I would be remiss if I didn't mention Matthew Shepard today.  Thirteen years ago, on the night of October 6th, at approximately this exact time in fact, Matthew was offered a ride home from the Fireside Bar in Laramie, Wyoming.  Shortly thereafter, the two young men that were driving him home, Aaron McKinney and Russell Henderson, tied Matthew to a fence and mercilessly beat him.  They took the twenty dollars and the credit card he had from his pocket, and left him to die.

Matthew was found more than 18 hours later by a passing cyclist and admitted into the hospital after spending the previous night in near freezing temperatures.  He was in a coma at the time he arrived at the hospital.  He never regained consciousness.  At 12:53AM on the morning of October 12th, he was pronounced dead.

While family and friends mourned his passing, Fred Phelps, and the members of Westboro Baptist Church protested Matthew's funeral.


The murder of Matthew Shepard became a catalyst for hate crimes legislation across the nation.  His mother, Judy, quickly became one of the country's most vocal spokespersons for LGBT rights.

It wasn't until 11 years after Matthew's death that hate crimes legislation was adopted on a federal level on the basis of sexual orientation.  The Matthew Shepard Act was signed into law by President Obama on October 28, 2009.


Matthew would be turning 35 on the first of December had he still been alive.  So much has happened in the way of gay rights, just in the last few years, that it makes you wonder what Matthew may have been doing today.  He could have been a father.  He could have been married.  He could have lived a life that seemed impossible for a young gay man in 1998 Wyoming.

Such a heartbreaking loss.



2 comments:

Anonymous said...

Indeed.
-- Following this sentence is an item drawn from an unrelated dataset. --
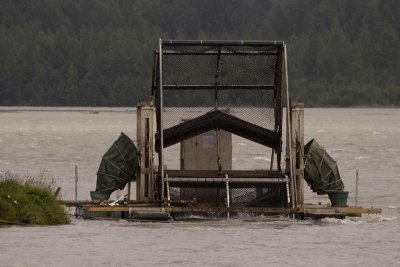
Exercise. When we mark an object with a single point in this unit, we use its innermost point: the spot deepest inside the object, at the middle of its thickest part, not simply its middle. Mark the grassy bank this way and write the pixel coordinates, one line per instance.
(29, 201)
Such a horrible loss. My thoughts have been with Judy Shepard all day. There is no worse heartache than losing ones child.

Anonyvox said...

It's strange how you can still grieve the death of someone you didn't even know, all these years later. But I do. I have had terribly complicated feelings every time we've driven through Laramie since then.

He and his story really touched me deeply. I think he did as much to bring real change to the beliefs the JWs had instilled in me about homosexuality than anything else. By then I'd realized that damned near everything they taught me was wrong, but Matthew's death was what I think caused me to become a vocal advocate for equality.